Warum es so wenige erfolgreiche Terroranschläge gibt? Weil die meisten Selbstmordattentäter Idioten vor dem Herrn sind.

2. Darum geht‘s:

Eine muslimische Terror-Zelle plant einen Anschlag in London. Da aber die vier Attentäter dumm wie Fladenbrot sind, geht schief, was nur schief gehen kann. Aus dem pakistanischen Training-Camp fliegen unsere Attentäter bald wieder heraus, weil sie aus Versehen Osama Bin Laden töten und die Rohzutaten für ihre Bombe kaufen sie immer persönlich im gleichen Laden ein (verstellen aber zur Sicherheit jedesmal ihre Stimme und treten dem Ladenbesitzer so auch mal – stimmlich! – als bärtige Frau oder als IRA-Terrorist (!) gegenüber). Alles endet in irrsinnigem Chaos bei einem Wohltätigkeits-Fun-Marathon quer durch die Londoner Innenstadt, an dem unsere Terroristen als Ninja Turtle, Vogel Strauß und Honigbär verkleidet teilnehmen.

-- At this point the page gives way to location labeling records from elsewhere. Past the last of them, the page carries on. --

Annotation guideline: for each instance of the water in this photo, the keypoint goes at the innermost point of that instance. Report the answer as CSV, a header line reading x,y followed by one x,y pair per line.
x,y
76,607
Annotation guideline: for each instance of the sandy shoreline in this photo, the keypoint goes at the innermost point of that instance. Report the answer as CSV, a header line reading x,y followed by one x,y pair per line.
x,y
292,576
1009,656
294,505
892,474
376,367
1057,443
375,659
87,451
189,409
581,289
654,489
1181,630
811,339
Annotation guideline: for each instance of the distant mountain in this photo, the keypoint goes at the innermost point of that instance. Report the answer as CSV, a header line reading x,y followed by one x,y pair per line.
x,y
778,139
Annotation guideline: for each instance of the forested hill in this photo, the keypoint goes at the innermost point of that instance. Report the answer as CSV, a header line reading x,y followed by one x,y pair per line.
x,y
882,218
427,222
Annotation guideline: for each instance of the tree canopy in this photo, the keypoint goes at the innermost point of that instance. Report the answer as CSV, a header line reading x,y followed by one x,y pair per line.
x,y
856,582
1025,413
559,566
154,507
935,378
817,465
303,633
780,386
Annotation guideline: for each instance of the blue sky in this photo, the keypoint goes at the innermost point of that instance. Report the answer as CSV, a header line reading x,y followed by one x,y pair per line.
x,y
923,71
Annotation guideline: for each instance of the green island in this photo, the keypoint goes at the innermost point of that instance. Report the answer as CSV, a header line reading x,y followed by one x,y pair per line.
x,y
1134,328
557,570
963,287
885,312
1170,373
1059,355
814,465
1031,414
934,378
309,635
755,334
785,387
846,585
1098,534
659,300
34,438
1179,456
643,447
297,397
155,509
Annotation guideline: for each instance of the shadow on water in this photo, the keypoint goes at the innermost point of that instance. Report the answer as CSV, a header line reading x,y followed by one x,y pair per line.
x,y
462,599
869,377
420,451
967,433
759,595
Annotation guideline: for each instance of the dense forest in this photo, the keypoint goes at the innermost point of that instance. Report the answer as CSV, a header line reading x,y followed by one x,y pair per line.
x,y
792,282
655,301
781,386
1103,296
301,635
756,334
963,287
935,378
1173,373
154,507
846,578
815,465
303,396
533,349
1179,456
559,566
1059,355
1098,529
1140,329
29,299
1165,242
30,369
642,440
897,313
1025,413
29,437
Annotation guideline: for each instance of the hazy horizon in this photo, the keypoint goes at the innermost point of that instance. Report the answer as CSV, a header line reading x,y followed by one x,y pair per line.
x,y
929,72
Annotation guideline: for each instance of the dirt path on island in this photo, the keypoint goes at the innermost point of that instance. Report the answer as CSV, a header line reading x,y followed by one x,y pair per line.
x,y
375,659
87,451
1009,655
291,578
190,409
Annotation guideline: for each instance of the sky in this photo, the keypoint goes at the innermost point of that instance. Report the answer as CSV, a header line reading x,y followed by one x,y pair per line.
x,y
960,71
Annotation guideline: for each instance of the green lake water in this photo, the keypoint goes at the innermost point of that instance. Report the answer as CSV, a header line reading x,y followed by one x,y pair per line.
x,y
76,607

Was in einer völlig unzureichenden Kurzzusammenfassung schrecklich albern klingt, ist tatsächlich derart witzig, amüsant, böse und demaskierend, dass man lange überlegen muss, wann man in einem Kinofilm zuletzt soviel lachen konnte. Chris Morris, das Genie hinter der TV-Serie „Nathan Barley„, die New Rave und Berlin-Mitte/Shoreditch bereits vor etlichen Jahre nostradamushaft vorhersagte und dabei gleich bitterbös‘ sezierte, hat einen Film geschrieben und gedreht, der politisch inkorrekt neu buchstabiert.
„Four Lions“ ist wahrscheinlich der lustigste Film, den man dieses Jahr im Kino sehen kann und es ist mit Sicherheit der lustigste Film, der jemals über den Dschihad, Al-Quaeda und Selbstmordattentäter gedreht werden wird.

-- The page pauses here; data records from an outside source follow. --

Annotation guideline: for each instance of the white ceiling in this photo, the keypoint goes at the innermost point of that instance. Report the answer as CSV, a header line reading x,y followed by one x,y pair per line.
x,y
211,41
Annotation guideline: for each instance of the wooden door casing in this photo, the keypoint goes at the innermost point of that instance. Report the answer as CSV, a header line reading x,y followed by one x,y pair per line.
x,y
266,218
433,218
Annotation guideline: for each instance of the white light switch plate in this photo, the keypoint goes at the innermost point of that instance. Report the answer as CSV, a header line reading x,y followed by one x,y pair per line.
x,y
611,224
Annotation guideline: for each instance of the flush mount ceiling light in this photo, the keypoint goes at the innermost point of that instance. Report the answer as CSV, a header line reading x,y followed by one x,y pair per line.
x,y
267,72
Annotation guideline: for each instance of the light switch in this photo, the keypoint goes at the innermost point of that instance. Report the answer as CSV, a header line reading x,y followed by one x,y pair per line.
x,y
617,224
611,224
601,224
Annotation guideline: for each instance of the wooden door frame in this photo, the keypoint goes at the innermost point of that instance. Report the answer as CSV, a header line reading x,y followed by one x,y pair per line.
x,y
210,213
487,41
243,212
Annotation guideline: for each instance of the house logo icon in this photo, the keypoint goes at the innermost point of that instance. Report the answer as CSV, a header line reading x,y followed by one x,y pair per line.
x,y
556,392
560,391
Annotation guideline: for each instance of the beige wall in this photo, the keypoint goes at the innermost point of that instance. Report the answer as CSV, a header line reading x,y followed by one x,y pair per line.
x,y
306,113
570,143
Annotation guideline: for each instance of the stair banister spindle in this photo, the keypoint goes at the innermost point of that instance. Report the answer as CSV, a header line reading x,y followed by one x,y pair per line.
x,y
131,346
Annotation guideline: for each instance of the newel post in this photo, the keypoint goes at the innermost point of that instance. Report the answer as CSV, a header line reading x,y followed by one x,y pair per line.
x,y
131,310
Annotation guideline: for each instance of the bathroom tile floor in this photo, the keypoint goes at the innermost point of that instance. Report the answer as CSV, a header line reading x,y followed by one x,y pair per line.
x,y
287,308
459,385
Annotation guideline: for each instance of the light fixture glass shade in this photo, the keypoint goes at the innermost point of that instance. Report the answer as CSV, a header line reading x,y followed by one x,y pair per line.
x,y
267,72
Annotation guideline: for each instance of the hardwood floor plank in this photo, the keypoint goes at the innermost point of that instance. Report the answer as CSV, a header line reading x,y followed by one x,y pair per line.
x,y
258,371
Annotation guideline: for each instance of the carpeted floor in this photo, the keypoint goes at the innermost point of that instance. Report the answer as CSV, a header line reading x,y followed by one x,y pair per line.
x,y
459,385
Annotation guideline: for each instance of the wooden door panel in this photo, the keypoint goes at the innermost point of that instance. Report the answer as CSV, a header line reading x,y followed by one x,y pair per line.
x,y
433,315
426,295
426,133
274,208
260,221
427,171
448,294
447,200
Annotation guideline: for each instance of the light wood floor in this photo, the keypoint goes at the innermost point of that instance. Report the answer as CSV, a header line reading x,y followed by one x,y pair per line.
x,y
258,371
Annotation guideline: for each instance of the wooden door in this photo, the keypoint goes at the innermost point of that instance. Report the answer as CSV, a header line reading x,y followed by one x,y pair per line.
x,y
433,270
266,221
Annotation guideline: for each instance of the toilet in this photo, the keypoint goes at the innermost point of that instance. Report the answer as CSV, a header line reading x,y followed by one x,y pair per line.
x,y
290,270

Neben all der offensichtlichen Komik gelingt es aber Morris immer wieder auf unerwartet subtile Art Religionskritik zu üben, wenn beispielsweise ein Attentäter seinem Sohn eine Dschihad-Gutenachtgeschichte erzählt, bei jeder noch so behämmerten Plot-Wendung garantiert jemand beginnt von „Gottes Plan“ zu salbadern oder die glückliche Familie dem Attentäter-Vater motivierend zuredet, wenn er an seinem Terroristen-Beruf zweifelt.

3. Der beste Moment:

Oh, wo anfangen?! Der Schaf-Mord? Die Outtakes der Bekenneraufnahmen? Der Bekenner-Rap? Oder der arme als Chewbacca verkleidete Marathonläufer, der vom Scharfschützen für den gesuchten Honigbär gehalten wird? („We’ve got a Wookie down!“)

4. Diese Menschen mögen diesen Film:

Wer im Kino gerne Lachsalven abfeuert und beim alten Tucholsky ist, dass Satire wirklich alles dürfe!